You can also be cursed with a leader card that has Aimless, which I just love! The different stats of leaders are all pulled from a table of potential options, and those largely fall into 2 categories. There are leaders that are good, and leaders that are simply okay. You could build a run winning strategy around the good ones. The okay leaders aren’t even remotely strong enough to bother with such things, but they can still get the job done provided they’re supporting a strong deck.

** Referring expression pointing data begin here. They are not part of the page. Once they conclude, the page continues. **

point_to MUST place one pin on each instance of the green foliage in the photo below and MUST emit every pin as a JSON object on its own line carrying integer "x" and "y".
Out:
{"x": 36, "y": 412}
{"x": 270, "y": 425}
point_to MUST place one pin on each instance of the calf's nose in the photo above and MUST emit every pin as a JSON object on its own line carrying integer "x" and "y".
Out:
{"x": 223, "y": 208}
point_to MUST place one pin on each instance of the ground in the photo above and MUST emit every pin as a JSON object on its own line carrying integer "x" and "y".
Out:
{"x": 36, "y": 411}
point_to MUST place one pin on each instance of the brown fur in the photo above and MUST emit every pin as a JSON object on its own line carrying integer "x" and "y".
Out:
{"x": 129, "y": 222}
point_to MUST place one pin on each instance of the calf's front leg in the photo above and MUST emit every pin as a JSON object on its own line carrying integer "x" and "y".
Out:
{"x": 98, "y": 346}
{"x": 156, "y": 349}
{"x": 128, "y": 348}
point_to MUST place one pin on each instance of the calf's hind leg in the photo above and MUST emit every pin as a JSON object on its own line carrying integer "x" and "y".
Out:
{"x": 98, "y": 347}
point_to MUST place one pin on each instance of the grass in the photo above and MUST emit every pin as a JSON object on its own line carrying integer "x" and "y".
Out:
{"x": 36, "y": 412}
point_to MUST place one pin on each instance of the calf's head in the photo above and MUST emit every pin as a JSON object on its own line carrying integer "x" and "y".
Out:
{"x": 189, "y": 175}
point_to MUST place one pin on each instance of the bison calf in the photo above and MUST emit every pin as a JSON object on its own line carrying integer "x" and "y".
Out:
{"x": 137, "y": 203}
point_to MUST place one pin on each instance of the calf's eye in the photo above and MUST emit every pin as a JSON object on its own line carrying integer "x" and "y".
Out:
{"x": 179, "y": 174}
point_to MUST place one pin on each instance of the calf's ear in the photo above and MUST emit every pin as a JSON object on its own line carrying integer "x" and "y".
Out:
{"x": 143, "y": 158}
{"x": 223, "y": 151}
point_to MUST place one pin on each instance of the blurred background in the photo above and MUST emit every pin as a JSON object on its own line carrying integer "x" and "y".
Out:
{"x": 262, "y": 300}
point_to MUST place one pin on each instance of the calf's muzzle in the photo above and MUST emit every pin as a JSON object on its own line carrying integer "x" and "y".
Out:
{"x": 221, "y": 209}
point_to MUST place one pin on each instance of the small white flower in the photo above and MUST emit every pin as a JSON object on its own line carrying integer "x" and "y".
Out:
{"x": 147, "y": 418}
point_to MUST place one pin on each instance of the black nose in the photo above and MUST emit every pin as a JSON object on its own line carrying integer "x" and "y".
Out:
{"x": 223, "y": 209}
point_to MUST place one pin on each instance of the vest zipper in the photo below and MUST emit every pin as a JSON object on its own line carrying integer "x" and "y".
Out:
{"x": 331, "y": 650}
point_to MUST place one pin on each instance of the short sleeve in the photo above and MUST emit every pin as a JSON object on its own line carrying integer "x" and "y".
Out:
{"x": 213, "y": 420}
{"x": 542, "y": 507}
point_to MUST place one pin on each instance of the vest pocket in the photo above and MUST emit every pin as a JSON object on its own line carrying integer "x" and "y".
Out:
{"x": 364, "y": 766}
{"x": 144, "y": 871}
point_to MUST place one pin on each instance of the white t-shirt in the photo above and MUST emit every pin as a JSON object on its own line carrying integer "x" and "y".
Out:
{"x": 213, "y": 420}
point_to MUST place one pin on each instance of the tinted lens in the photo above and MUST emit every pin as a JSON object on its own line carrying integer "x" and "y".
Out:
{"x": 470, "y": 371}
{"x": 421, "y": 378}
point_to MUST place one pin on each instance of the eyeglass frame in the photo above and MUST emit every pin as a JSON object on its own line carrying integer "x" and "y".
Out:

What about Aimless leaders?
Aimless leaders exist in their own forsaken third category of bad leaders. I genuinely don’t think any non-Aimless leader is bad. The Aimless ones are straight trash though. Most of them do not have any kind of huge positive upside to negate just how bad Aimless is. While it does allow these leaders to directly attack the enemy’s backline, they could just as easily accidentally hit an enemy with an on-hit trigger. Or an enemy with Teeth (Wildfrost’s version of thorns/revenge damage). Or they may continue to attack the least important target in the enemy’s lane. I don’t know? There’s no consistency to Aimless, so your strategy is entirely dependent on playing around that total lack of reliability. That’s super frustrating, and is something I don’t find particularly fun.
If, by some miracle, someone from Deadpan Games reads this, please don’t take it personally. I love playing Wildfrost most of the time, but if I found a magic lamp I’d use all 3 wishes to remove Aimless from your game forever. I just hate it so much. I was reminded of that hatred during today’s Daily Voyage (context: post written on 11/11/24) where I had to watch my dumbass Aimless-infected leader repeatedly attack the stupidest possible targets EVERY SINGLE TURN during the first major boss fight. I almost lost the run there, but managed to pull through despite all the terrible randomness.
Actually, unrelated side note: I found a bug during my Daily Voyage. Apparently when you use Blank Mask to duplicate a shade, Wildfrost uses the original card for the duplication instead of the shade card. This matters because I used Shade Wisp to duplicate the Frost Guardian, and then made a second copy with Blank Mask. However, because Blank Mask was copying a Frost Guardian with 3 Health, it had to drop the card’s health by 57 points after it created it. This triggered the Frost Guardian’s effect of giving everyone attack equal to health loss. Here’s a short video capturing the whole thing.
Please don’t remove this. It’s very funny.
Alright. That’s all. Fuck Aimless. Thank you. Good bye.